Quoi qu’il en soit, la tradition humanitaire de la Suisse a primé sur les considérations économiques et de politique extérieure, comme l’a expliqué la ministre de la justice Eveline Widmer-Schlumpf.

Les deux frères ouïgours Bahtiyar et Arkin Mahnut vont renaître à la vie dans les montagnes du Jura. Et d’aucuns murmurent, à Pékin, que s’ils sont accueillis, c’est aussi parce qu’en se faisant trop ouvertement menaçants, les Chinois ont nui à leur propre cause.

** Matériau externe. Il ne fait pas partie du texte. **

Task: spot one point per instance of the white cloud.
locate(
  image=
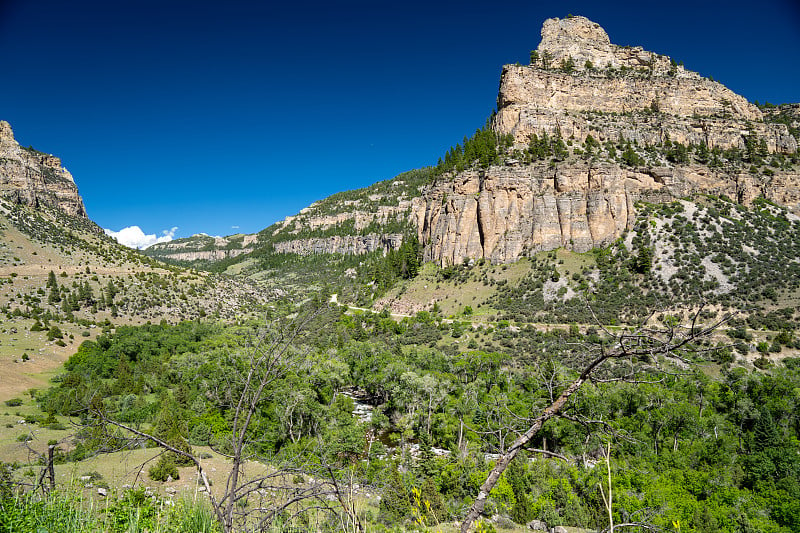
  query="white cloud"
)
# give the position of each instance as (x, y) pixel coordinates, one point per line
(134, 237)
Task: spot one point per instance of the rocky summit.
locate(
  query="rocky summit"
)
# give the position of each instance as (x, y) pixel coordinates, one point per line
(30, 177)
(581, 136)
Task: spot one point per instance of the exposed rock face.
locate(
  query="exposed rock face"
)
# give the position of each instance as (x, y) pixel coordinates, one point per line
(33, 178)
(605, 79)
(504, 213)
(203, 247)
(615, 94)
(341, 244)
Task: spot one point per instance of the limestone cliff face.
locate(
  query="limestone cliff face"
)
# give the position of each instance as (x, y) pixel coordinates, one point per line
(341, 244)
(204, 247)
(606, 87)
(504, 213)
(33, 178)
(615, 94)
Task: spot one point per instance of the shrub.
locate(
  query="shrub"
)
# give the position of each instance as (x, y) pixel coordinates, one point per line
(163, 469)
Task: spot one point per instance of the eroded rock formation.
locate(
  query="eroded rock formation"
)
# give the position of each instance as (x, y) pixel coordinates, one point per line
(34, 178)
(583, 85)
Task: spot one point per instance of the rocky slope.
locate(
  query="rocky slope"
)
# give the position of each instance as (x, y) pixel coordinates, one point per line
(35, 178)
(619, 125)
(583, 86)
(203, 247)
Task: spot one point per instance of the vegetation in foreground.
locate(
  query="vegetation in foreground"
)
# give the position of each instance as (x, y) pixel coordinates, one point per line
(713, 454)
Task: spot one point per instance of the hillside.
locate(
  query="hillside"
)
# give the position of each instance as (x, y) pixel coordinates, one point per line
(598, 290)
(62, 280)
(583, 138)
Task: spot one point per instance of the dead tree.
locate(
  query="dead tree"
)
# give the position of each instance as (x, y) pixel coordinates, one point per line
(637, 352)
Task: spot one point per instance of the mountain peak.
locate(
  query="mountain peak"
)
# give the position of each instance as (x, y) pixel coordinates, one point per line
(6, 133)
(34, 178)
(556, 31)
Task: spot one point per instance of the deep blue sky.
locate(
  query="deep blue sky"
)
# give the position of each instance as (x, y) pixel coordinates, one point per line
(214, 115)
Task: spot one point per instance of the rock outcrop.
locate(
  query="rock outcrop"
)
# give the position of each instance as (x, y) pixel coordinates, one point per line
(35, 178)
(583, 85)
(202, 247)
(341, 244)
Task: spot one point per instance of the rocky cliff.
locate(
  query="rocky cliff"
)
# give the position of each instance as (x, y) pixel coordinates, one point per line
(598, 99)
(341, 244)
(35, 178)
(202, 247)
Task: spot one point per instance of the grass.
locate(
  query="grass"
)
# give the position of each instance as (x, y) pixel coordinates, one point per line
(69, 512)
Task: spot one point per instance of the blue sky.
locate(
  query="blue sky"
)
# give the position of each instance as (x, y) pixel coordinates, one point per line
(221, 117)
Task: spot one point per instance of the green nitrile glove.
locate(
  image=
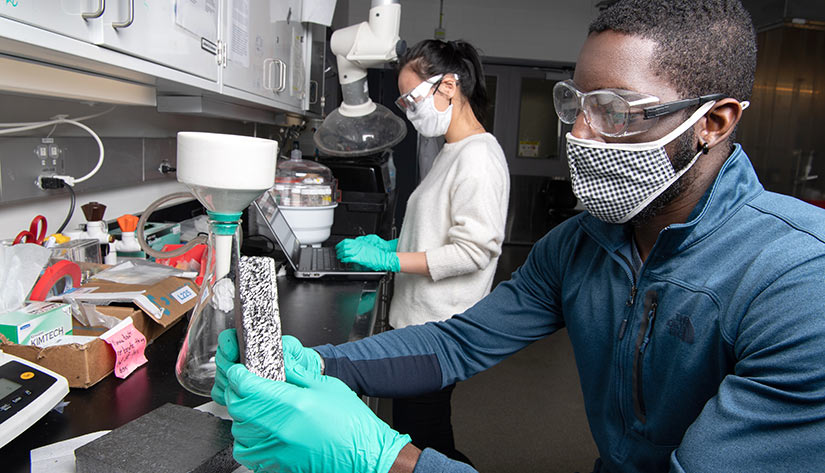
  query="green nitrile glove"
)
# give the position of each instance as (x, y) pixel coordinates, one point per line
(226, 356)
(297, 354)
(378, 242)
(363, 253)
(316, 424)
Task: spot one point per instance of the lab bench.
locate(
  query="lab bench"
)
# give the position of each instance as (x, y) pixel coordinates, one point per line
(314, 311)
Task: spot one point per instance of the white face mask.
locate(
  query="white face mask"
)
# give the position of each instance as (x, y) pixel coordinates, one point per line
(428, 121)
(616, 181)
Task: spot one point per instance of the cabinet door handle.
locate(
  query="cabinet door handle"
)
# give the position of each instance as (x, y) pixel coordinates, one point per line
(314, 100)
(268, 73)
(95, 14)
(129, 20)
(282, 76)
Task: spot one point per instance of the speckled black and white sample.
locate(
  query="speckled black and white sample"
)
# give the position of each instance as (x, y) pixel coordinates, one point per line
(259, 327)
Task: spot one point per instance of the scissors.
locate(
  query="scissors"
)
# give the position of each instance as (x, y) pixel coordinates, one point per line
(35, 234)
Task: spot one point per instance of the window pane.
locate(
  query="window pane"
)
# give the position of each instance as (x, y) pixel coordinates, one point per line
(538, 134)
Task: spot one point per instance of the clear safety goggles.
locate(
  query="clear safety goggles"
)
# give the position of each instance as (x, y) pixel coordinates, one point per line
(616, 112)
(411, 99)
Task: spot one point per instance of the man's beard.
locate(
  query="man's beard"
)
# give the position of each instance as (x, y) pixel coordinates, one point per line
(684, 155)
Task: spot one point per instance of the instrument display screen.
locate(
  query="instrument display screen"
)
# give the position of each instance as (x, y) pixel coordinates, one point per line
(7, 387)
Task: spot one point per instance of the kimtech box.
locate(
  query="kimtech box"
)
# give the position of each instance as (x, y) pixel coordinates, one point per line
(37, 323)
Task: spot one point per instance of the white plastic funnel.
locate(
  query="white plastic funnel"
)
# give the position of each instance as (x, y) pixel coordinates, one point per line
(226, 172)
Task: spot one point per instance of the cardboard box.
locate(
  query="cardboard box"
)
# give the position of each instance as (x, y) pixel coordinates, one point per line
(37, 323)
(164, 302)
(83, 365)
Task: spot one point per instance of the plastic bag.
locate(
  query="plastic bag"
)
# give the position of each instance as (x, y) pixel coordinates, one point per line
(20, 268)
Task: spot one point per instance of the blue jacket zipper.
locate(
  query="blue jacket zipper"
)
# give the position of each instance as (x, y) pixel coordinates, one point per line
(642, 341)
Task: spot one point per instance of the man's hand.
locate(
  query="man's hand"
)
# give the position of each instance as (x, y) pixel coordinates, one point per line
(226, 356)
(316, 424)
(296, 354)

En refusant l’accueil, la Suisse aurait fait mine d’être à la botte de Pékin.

Alain Arnaud, Pékin, swissinfo.ch

Dans l’affaire de l’accueil des deux frères ouïgours, la Suisse s’est retrouvée entre le marteau et l’enclume.

Berne avait en effet été prompt à dénoncer le «scandale Guantanamo», et à presser Barack Obama de fermer au plus vite le centre de détention de Cuba.

En refusant d’accueillir les deux Ouïgours, elle risquait donc de froisser Washington. Mais en les acceptant, c’est Pékin qu’elle bouscule.

Mises à mal par différentes affaires l’an dernier, les relations entre la Suisse et les Etats-Unis ont certainement pesé dans la décision de Berne.

Mais s’il est un pays où la réputation de la Suisse n’est pas encore entachée, c’est certainement la Chine. Or l’accueil des deux Ouïgours dans le Jura va créer un précédent.

Bahtiyar et Arkin Mahnut sont toujours à Guantanamo, où ils sont tombés par erreur il y a huit ans.

Reconnus «libérables» par les Américains en 2003, ils sont détenus dans des conditions moins inhumaines que lors de leur emprisonnement.

Arrêté en Afghanistan en 2002 alors qu’il était à la recherche de son frère, Arkin l’a retrouvé en arrivant à la prison. Mais soumis longtemps à l’isolement total et à des pressions jugées très dures, il souffre aujourd’hui d’un stress post-traumatique.

Une délégation suisse s’est rendue l’an dernier sur la base américaine pour sélectionner les candidats à l’accueil et s’assurer de leur innocence.